Mechanistically, APOLO represents a great example of the versatility of lncRNAs in the regulation of gene expression and chromosomal looping by a variety of molecular mechanisms, in interplay with transcriptional activators or repressors, in this case, PRC1. Similarly, the human lncRNA HOTTIP approximates its targets by the formation of a chromatin loop and binds to WDR5 to activate transcription6. However, whereas HOTTIP targets are clustered, and the spatial proximity is necessary for RNA‐dependent trans‐regulation, APOLO uses a novel mechanism to recognize spatially distant targets through the formation of R‐loops. While it had previously been reported that lncRNAs can recognize single distant targets through R‐loop formation 7, APOLO uses R‐loop formation for the recognition of multiple not spatially associated targets, which demonstrates that gene co‐regulation by lncRNAs is not necessarily limited by distance. While the formation of R‐loops by base complementarity appears to be a clear means of APOLO to recognize its targets, it remains to be determined whether the DNA–RNA hybrids contribute themselves to the modulation of chromatin conformation of APOLO targets, given their broad roles as regulatory structures. For instance, also in Arabidopsis, R‐loop stabilization regulates the transcription of the lncRNA COOLAIR, affecting the expression of its antisense gene, FLC 8. The formation of R‐loops in a transcription‐independent manner, as it happens for APOLO, remains intriguing, given that the term R‐loop typically refers to the three‐stranded structure composed by the DNA–RNA hybrid that normally forms during transcription, when the double‐stranded DNA is separated, and the nascent RNA anneals with the template DNA strand, displacing the non‐template DNA strand 9. Further research will be needed to understand in which situations the double‐stranded DNA is sufficiently opened to hybridize with RNA in a transcription‐independent context. This could be happening, for instance, during the replication of DNA.
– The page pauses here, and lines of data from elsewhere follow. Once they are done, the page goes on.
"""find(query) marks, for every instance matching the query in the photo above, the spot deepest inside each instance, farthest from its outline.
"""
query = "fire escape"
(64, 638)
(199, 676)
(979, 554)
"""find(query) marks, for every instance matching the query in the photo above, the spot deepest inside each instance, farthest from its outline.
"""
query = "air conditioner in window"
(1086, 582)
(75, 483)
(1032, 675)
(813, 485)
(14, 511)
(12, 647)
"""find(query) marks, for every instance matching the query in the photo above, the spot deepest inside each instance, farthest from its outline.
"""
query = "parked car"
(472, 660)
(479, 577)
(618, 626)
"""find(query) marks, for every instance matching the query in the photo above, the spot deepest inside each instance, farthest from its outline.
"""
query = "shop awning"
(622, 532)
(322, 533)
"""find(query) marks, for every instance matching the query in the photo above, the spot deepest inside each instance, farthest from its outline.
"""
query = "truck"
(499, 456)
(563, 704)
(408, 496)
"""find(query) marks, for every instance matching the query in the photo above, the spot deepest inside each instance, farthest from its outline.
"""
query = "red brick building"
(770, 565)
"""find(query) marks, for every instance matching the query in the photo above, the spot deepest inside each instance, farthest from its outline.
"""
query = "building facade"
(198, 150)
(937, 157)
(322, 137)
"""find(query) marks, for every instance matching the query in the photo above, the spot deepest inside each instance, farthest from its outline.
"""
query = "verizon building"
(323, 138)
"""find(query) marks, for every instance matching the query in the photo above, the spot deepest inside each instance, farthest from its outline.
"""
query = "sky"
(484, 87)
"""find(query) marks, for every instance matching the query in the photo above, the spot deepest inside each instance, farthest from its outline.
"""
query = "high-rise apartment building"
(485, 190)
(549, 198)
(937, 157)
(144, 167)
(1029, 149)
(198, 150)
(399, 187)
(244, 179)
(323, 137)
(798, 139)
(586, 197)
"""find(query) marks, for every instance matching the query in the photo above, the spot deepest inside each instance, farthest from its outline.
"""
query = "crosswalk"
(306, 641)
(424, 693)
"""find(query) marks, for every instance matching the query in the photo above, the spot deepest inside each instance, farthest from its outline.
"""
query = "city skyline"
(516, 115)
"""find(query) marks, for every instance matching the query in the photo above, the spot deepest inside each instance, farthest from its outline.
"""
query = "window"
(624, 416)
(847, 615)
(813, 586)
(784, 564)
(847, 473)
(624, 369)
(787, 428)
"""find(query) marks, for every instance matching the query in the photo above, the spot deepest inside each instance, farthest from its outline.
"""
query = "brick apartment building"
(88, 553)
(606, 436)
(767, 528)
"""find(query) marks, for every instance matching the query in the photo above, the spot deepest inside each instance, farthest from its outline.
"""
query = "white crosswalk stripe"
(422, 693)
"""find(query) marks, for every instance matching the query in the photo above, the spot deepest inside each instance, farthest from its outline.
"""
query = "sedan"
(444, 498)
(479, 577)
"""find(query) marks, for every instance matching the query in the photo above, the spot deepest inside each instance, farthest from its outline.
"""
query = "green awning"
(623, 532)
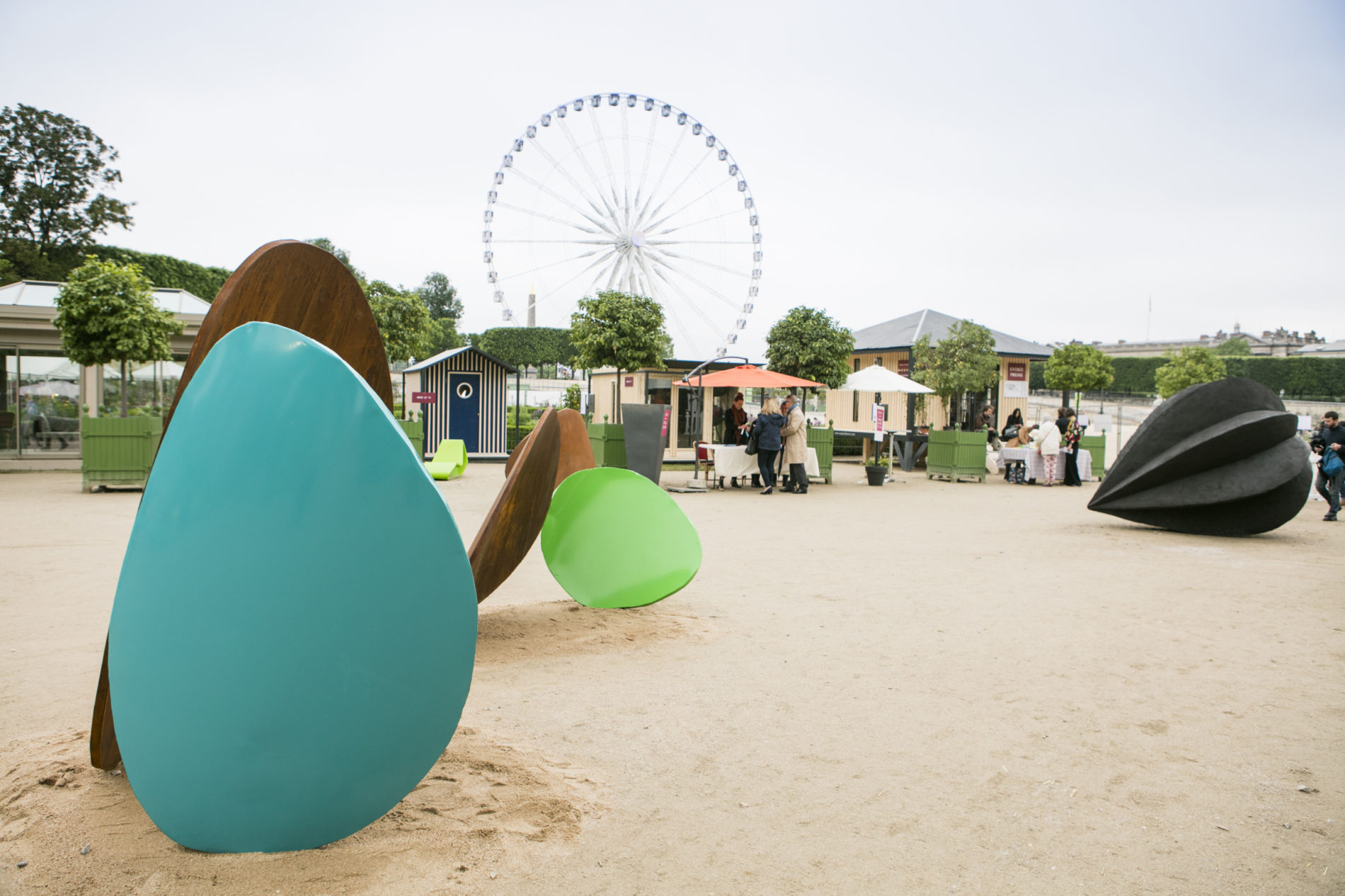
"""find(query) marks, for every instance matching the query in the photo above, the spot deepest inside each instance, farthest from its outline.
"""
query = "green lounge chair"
(450, 459)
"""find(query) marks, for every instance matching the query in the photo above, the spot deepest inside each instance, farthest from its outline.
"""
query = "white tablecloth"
(1037, 471)
(735, 461)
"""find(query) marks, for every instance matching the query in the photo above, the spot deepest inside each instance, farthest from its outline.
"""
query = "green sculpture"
(614, 539)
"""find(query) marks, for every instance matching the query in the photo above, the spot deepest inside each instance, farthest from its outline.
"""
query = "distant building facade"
(1271, 343)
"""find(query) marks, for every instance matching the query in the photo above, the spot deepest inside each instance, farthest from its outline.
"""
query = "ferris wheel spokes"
(587, 212)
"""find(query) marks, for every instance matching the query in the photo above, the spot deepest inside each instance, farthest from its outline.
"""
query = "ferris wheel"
(627, 193)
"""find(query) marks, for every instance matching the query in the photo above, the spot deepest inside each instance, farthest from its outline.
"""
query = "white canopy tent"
(878, 379)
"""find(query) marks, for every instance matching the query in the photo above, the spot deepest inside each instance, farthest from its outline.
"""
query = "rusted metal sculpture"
(520, 510)
(576, 449)
(296, 285)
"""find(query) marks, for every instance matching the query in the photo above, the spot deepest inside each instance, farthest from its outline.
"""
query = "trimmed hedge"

APOLO contributes to the increasing list of regulatory lncRNAs with roles in essential cellular and developmental processes, in this case, LR development of Arabidopsis, by trans‐regulating a specific signature of genes. Whereas lncRNAs are generally classified as cis‐acting or trans‐acting, APOLO acts through both mechanisms, indicating that lncRNA versatility allows for elegant adaptation to genome complexity and for quick responses to environmental changes.
EMBO Reports (2020) 21: e50107
See also: https://doi.org/10.1016/j.molcel.2019.12.015 (2020)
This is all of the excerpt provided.